Additionally, Western governments have pursued diplomacy to try to eliminate havens for criminals. However, given that many criminals work from Russia and the current state of relations between Moscow and the West, this particular strategy is already running into some obstacles.


But cybersecurity experts have long been clear: to fight ransomware and other online attacks, governments cannot solve the problem alone. The private sector is instrumental. Literally, it’s about building the tools companies need to use to defend themselves. It also provides its expertise, including through partnerships and intelligence sharing with cybersecurity agencies such as the US Cybersecurity and Infrastructure Security Agency.



Potential fallout from the war

Again, it’s commendable that three cybersecurity companies are stepping up to offer free help to the most vulnerable organizations. Ideally, all organizations in these sectors will review the offer to see if it could improve on what they currently have in place.


As Russia’s war in Ukraine continues, so far Russian President Vladimir Putin does not appear to have ordered cyberattacks against the country that have spread globally or opted for a scorched earth policy. directly targeting Western organizations and infrastructure. But Western government officials say those risks remain high as the invasion continues; the cybersecurity situation could quickly spiral out of control (see: Why didn’t Russia launch a major cyberattack on Ukraine?).


A new complication is that some ransomware groups, such as Conti, have publicly endorsed Russia’s war of choice in Ukraine and threatened to target anyone who seeks to undermine Putin.

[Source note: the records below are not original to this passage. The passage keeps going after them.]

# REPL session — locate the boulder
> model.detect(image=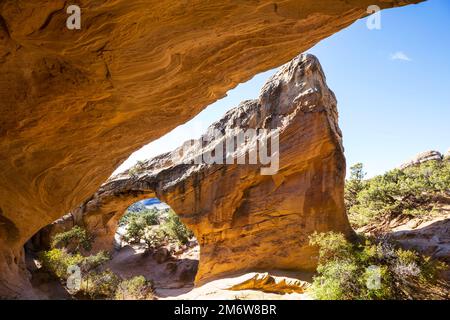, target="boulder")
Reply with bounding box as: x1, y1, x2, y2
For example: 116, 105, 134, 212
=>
400, 150, 443, 170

Security experts have long said that running a cybercrime empire from inside Russia requires following two rules: never attack Russia or its allies, and sometimes do law enforcement a favor. or intelligence agencies. As Russia appears to encounter unexpected resistance and logistical challenges, all options appear to remain on the table, including appealing to cybercrime gangs to act as a proxy force.


More than ever, the impetus remains to not fall victim to such attacks. As always, preparation pays – especially when what’s on offer is free.